Pipe every highlight, overheard line, saved tweet, and link into Telegram. The bot stores it, asks "why?" on links in the moment, nudges you for a daily reflection, and — if you want — weekly produces an anthology essay composed entirely of your own words. Single-user by design. Your data lives in a private GitHub repo you own. MIT licensed.
The bot is voiced by a persona called orchurator — part child, part fool, part sage. It never performs wisdom.
orchurator is here. say anything and i will keep it.
- A Telegram bot you DM your notebooks into — text, URLs, voice notes, photos, PDFs, HN threads, tweets.
- A structured ingest pipeline — Claude/GPT extracts title, tags, quotes, and a one-line summary from every capture.

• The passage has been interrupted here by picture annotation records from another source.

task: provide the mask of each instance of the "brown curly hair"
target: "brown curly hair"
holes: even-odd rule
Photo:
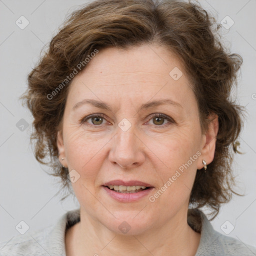
[[[242,60],[222,45],[220,26],[198,3],[190,0],[98,0],[73,12],[28,76],[28,88],[22,97],[34,118],[31,141],[36,142],[36,160],[51,166],[50,174],[60,177],[62,188],[72,192],[56,146],[72,80],[70,74],[86,68],[85,64],[80,70],[77,67],[95,49],[162,46],[178,58],[193,85],[202,132],[207,130],[209,114],[218,116],[214,159],[208,172],[198,170],[190,199],[194,208],[210,207],[214,218],[232,192],[240,194],[232,190],[234,180],[230,167],[232,150],[238,152],[236,140],[244,110],[231,98]]]

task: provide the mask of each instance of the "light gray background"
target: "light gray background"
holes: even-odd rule
[[[223,28],[222,32],[226,45],[244,59],[238,100],[248,113],[240,140],[239,149],[245,154],[236,156],[234,163],[240,187],[238,191],[246,196],[234,196],[212,224],[224,234],[220,227],[228,220],[228,230],[230,224],[234,226],[228,236],[256,246],[256,1],[199,2],[218,22],[226,16],[234,22],[230,30]],[[48,168],[35,160],[29,144],[32,119],[18,98],[26,87],[26,76],[42,48],[56,34],[66,14],[86,2],[0,0],[0,241],[19,234],[16,226],[21,220],[28,224],[30,230],[36,230],[54,224],[66,211],[79,206],[71,197],[60,202],[60,194],[56,194],[60,188],[57,180],[48,175],[44,170],[48,170]],[[22,16],[30,22],[24,30],[16,24]],[[23,132],[16,126],[22,118],[29,124]]]

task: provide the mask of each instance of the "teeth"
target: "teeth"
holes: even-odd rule
[[[144,190],[146,188],[144,186],[116,186],[116,185],[110,185],[108,188],[110,190],[112,190],[113,188],[116,191],[135,191],[136,190],[138,190],[140,189]]]

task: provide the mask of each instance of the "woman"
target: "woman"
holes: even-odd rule
[[[36,159],[50,157],[80,208],[1,255],[256,254],[199,210],[214,218],[236,194],[242,126],[229,100],[242,58],[214,22],[180,1],[98,0],[72,14],[24,98]]]

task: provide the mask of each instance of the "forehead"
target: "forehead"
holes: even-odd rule
[[[180,102],[192,92],[178,58],[165,48],[148,45],[99,50],[70,87],[68,97],[74,104],[85,98],[118,104],[168,96]]]

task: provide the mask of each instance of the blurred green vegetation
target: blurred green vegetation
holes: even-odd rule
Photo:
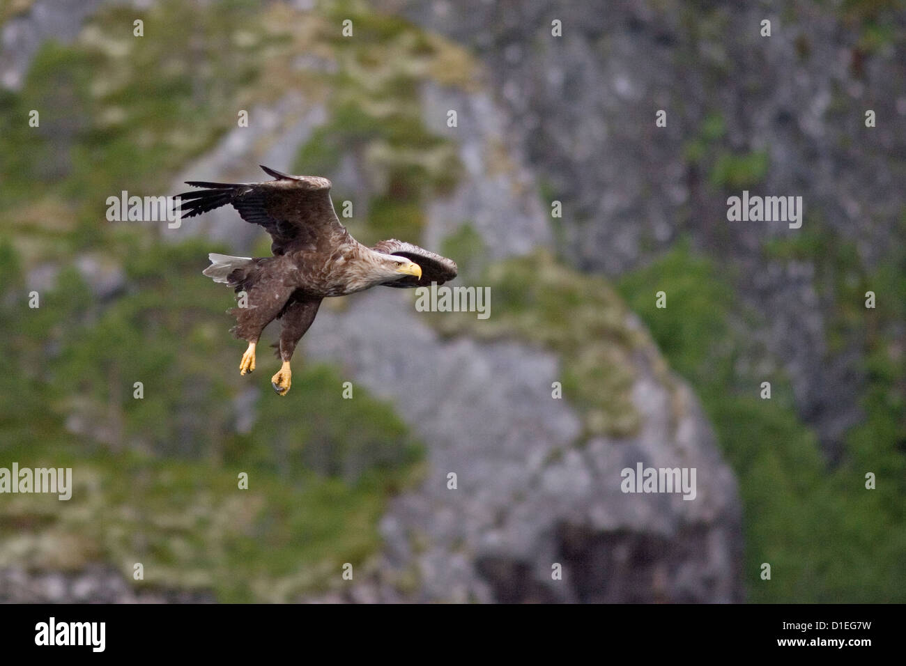
[[[352,21],[354,39],[336,31],[330,41],[339,68],[330,74],[330,120],[300,149],[294,173],[330,177],[343,156],[356,155],[376,195],[363,222],[344,220],[361,242],[419,237],[424,208],[448,193],[462,169],[456,144],[424,125],[419,80],[465,85],[472,68],[444,43],[400,18],[364,3],[329,5],[336,25]],[[337,200],[344,193],[335,192]]]
[[[385,23],[355,3],[344,7],[360,34]],[[10,354],[0,465],[71,466],[76,483],[69,502],[26,496],[0,505],[0,566],[70,570],[101,560],[131,580],[140,562],[145,580],[136,584],[292,600],[335,584],[345,562],[367,568],[387,501],[419,478],[423,446],[392,406],[360,386],[343,400],[349,378],[304,366],[304,343],[285,399],[271,392],[277,361],[266,349],[256,372],[239,377],[244,344],[228,334],[226,314],[232,294],[200,275],[207,254],[226,248],[161,243],[166,232],[104,220],[106,198],[123,189],[167,192],[179,169],[236,127],[235,110],[287,87],[320,99],[341,82],[331,109],[352,134],[338,131],[330,150],[363,141],[387,178],[387,201],[371,207],[364,236],[399,229],[418,239],[420,222],[407,220],[452,186],[458,167],[448,142],[415,121],[414,82],[434,72],[463,80],[467,60],[391,25],[388,44],[414,49],[425,69],[386,82],[387,99],[410,89],[387,120],[368,106],[374,95],[355,89],[376,81],[381,63],[357,64],[367,53],[337,53],[335,26],[289,12],[237,0],[108,6],[73,43],[46,43],[20,92],[0,93],[0,333]],[[143,38],[132,35],[136,18]],[[294,68],[300,53],[333,58],[337,69]],[[38,128],[27,124],[32,109]],[[336,137],[322,130],[313,140]],[[424,148],[432,157],[421,163]],[[313,162],[304,172],[318,172]],[[85,256],[122,267],[116,294],[99,298],[82,281],[74,265]],[[59,270],[55,286],[29,308],[26,272],[49,265]],[[240,472],[248,490],[237,487]]]
[[[72,499],[0,505],[0,566],[110,560],[144,584],[221,601],[287,601],[367,562],[392,494],[419,478],[422,448],[390,405],[297,357],[286,399],[268,365],[238,376],[229,293],[199,277],[209,244],[136,247],[127,294],[98,304],[72,270],[29,308],[17,256],[0,245],[3,465],[72,467]],[[143,383],[136,399],[133,384]],[[236,401],[243,393],[251,391]],[[252,412],[244,431],[236,413]],[[249,489],[237,475],[246,472]]]
[[[863,325],[876,331],[872,318],[901,322],[906,314],[906,259],[900,253],[898,260],[869,279],[884,294],[882,310],[863,308]],[[834,266],[834,261],[828,265]],[[618,288],[645,321],[670,366],[695,389],[738,476],[749,598],[902,602],[906,372],[898,339],[879,331],[869,343],[867,419],[850,433],[842,464],[829,468],[814,433],[794,409],[788,381],[778,372],[761,376],[739,371],[739,350],[750,343],[745,330],[731,325],[731,315],[743,321],[752,315],[740,312],[732,280],[712,260],[680,244],[623,277]],[[665,309],[655,306],[660,290],[667,293]],[[863,304],[863,298],[858,304]],[[894,350],[901,356],[892,362]],[[759,397],[764,381],[772,385],[769,401]],[[876,490],[865,489],[866,472],[877,475]],[[759,578],[763,562],[771,565],[770,581]]]

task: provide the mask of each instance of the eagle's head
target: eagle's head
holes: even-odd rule
[[[405,256],[368,250],[348,269],[351,291],[368,289],[376,285],[394,285],[409,281],[411,285],[421,278],[421,266]],[[408,286],[408,285],[407,285]]]
[[[378,254],[381,255],[379,265],[384,278],[381,281],[382,284],[398,282],[410,276],[414,276],[417,281],[421,279],[421,266],[418,264],[410,261],[405,256]]]

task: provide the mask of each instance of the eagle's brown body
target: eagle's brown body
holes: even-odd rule
[[[265,327],[280,319],[278,355],[283,368],[272,378],[275,390],[289,391],[289,362],[314,321],[323,298],[342,296],[376,285],[414,287],[456,277],[456,264],[417,246],[385,240],[367,247],[353,238],[333,211],[331,182],[313,176],[275,177],[263,183],[188,182],[205,189],[179,195],[184,217],[226,204],[247,222],[264,227],[273,243],[269,257],[211,255],[205,275],[244,293],[245,306],[233,308],[233,333],[249,343],[243,374],[255,369],[255,348]],[[188,202],[188,203],[186,203]],[[243,300],[240,300],[243,305]]]

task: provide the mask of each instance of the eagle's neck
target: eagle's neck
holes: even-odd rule
[[[345,281],[346,294],[361,292],[393,277],[392,270],[387,265],[387,256],[361,243],[348,258],[342,257],[335,262],[334,267]]]

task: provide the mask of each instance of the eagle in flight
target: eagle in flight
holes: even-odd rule
[[[277,356],[283,361],[271,384],[279,395],[289,391],[289,362],[295,345],[314,321],[321,301],[376,285],[395,287],[442,285],[457,275],[456,263],[418,246],[382,240],[373,247],[359,243],[340,224],[331,201],[331,181],[315,176],[289,176],[261,167],[274,177],[263,183],[187,181],[203,189],[178,195],[182,217],[230,204],[246,222],[271,235],[274,256],[244,257],[210,254],[204,275],[245,292],[246,305],[229,311],[231,333],[248,342],[240,374],[255,370],[255,348],[265,326],[282,323]]]

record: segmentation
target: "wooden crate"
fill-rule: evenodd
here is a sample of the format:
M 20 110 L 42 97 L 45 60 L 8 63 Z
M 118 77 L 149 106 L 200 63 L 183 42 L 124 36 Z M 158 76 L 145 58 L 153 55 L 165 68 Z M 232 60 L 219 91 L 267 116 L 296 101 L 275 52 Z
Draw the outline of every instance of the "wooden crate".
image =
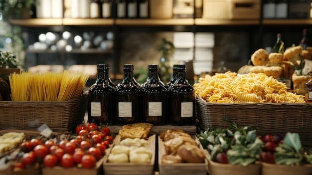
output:
M 199 146 L 201 146 L 195 135 Z M 200 147 L 202 149 L 202 147 Z M 207 161 L 205 159 L 203 163 L 179 163 L 165 164 L 161 163 L 161 157 L 165 155 L 166 151 L 163 141 L 158 137 L 158 164 L 159 175 L 206 175 Z
M 155 162 L 156 135 L 149 137 L 146 147 L 153 153 L 150 163 L 112 163 L 104 161 L 103 168 L 105 175 L 154 175 L 154 164 Z M 118 145 L 121 138 L 118 135 L 115 139 L 115 145 Z

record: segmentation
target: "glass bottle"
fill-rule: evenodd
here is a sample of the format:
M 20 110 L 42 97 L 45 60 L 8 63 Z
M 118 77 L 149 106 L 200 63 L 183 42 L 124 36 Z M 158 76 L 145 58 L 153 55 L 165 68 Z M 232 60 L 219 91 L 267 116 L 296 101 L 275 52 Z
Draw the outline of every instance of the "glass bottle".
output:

- A GitHub-backed archive — every capture lands in a private repo as Markdown with TOML frontmatter, organized
YYYY-wNN/. - An Oracle (
/ask) — consult your past self via BM25 retrieval + orchurator synthesis citing your own fragments by[N]. - A weekly anthology essay composed from your own verbatim quotes (no hallucination — there's a substring validator) — either generated server-side by the bot, or locally by you via Claude Code against the captures repo.
- A cumulative
fz-ax-backup.jsonmatching fz.ax exactly, so your year-in-weeks dashboard updates itself.
Designed to run quietly on Coolify, Fly, Railway, or any Docker host. 275 tests. Typical monthly LLM spend: $5–$15 depending on capture volume.
You'll create two Telegram bots, one private GitHub repo, grab one API key, and deploy. In that order.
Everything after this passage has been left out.